Member Reviews

A group of aviators have formed their own company, known as Flyboy, Inc. They've landed on an alien planet and have completely devastated everything natural to the world. They've exploited and killed the natives as the tried to rebel against these alien invaders, and they've ravished hundreds of millions of terrain.

It was supposed to be an easy mission for the mercenaries - with support from the ground and a private military organization - and it was going to make the Flyboys extremely rich. But the indigenous people had other plans. They weren't going to roll over as easily as the Flyboys expected and the easy mission became a long, drawn out affair that might not ever have an ending.

Unless you are a fan of WWI-era dogfight fiction in a science fiction setting, this is a book to ignore.

First, this is full of warrior machismo. It's slap-on-the-back buddy stuff. It's gear-head military fiction with plenty of descriptions about how things work (though surprisingly it's all based on World War I styles and mechanics despite being set in the future - which was honestly just really confusing). There's some rough, macho sex ("The sex hadn’t been nice. there’d been nothing friendly about it. it was rough and it was hard and that’d been fine. it’d been good because that was what he’d needed and she’d wanted and, so, what she’d taken from him.") and even the simplest descriptions are militaristic ("Under his hand, Cat's body was warm like a gun."). And there's death and destruction.

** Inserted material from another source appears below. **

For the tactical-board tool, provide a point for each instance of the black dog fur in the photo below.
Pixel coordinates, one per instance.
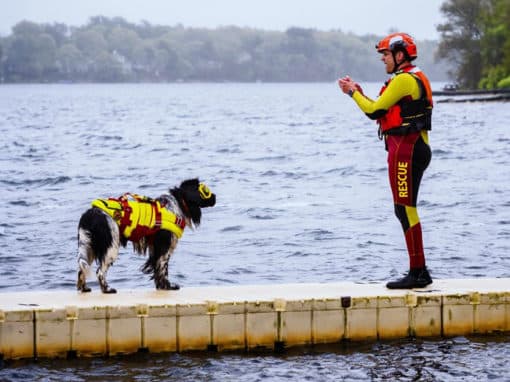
(99, 237)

Lots of death and destruction.

Really this book is just a morass of stupid slaughter.

None of the characters in the book stood out as someone worthy of caring about. I didn't care about the characters - they were in this to get rich - and they were all cardboard stereotypes of 1930's era pilots.

The Science fiction aspect is negligible. This could have been set in 1930 with the invasion of an island. This could have been set in 1950 over Korea. This could have been set in 1960 in Vietnam. We get it. We're jerks. But without a purpose for the setting, this really was just a writer's practice at creating mood and characters. The mood was there, and it wasn't pleasant. The characters weren't.

Looking for a good book? Keep looking.

I received a digital copy of this book from the publisher, through Netgalley, in exchange for an honest review.